# Aggressive Rodentistry?!



## theRatGirl (Feb 25, 2015)

My newest little boy, Charlie, has been very attached to me since the day I got him. He sleeps on my chest at night, and follows me around the house, and runs to me for safety. Recently, he has taken up rodentistry. Charlie pries open my mouth with his sharp claws, aggressively. Lately if he is hanging out on my lap, he will run up my chest and sink his claws into my lips. I have tried to get him to quit by squeaking, but that doesn't stop him. I have also tried blowing on him, but that makes him try harder. How can I get him to quit? Is this just a phase?


----------



## Rat Daddy (Sep 25, 2011)

If one rat can be annoying, lately I'm getting double teamed by two again. It's a rather rude way to wake me up when I'm napping... two rats in my mouth. I pry them out, cover my mouth with my hand and say no! they usually get it and find some other annoying thing to do to wreck my nap.

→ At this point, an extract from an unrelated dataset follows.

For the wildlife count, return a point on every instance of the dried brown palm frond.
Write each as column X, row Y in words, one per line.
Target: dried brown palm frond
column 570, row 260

Rats really don't get the whole human squeaking thing, we don't really sound like other rats squeaking. But they will learn to understand the human word no. Some rats can actually learn to understand quite a few human words... I once told one of my rats her food was in her cage and she took right off to eat... She understood "food" and "cage" and exactly what to do about it when those words were combined in a phrase.


----------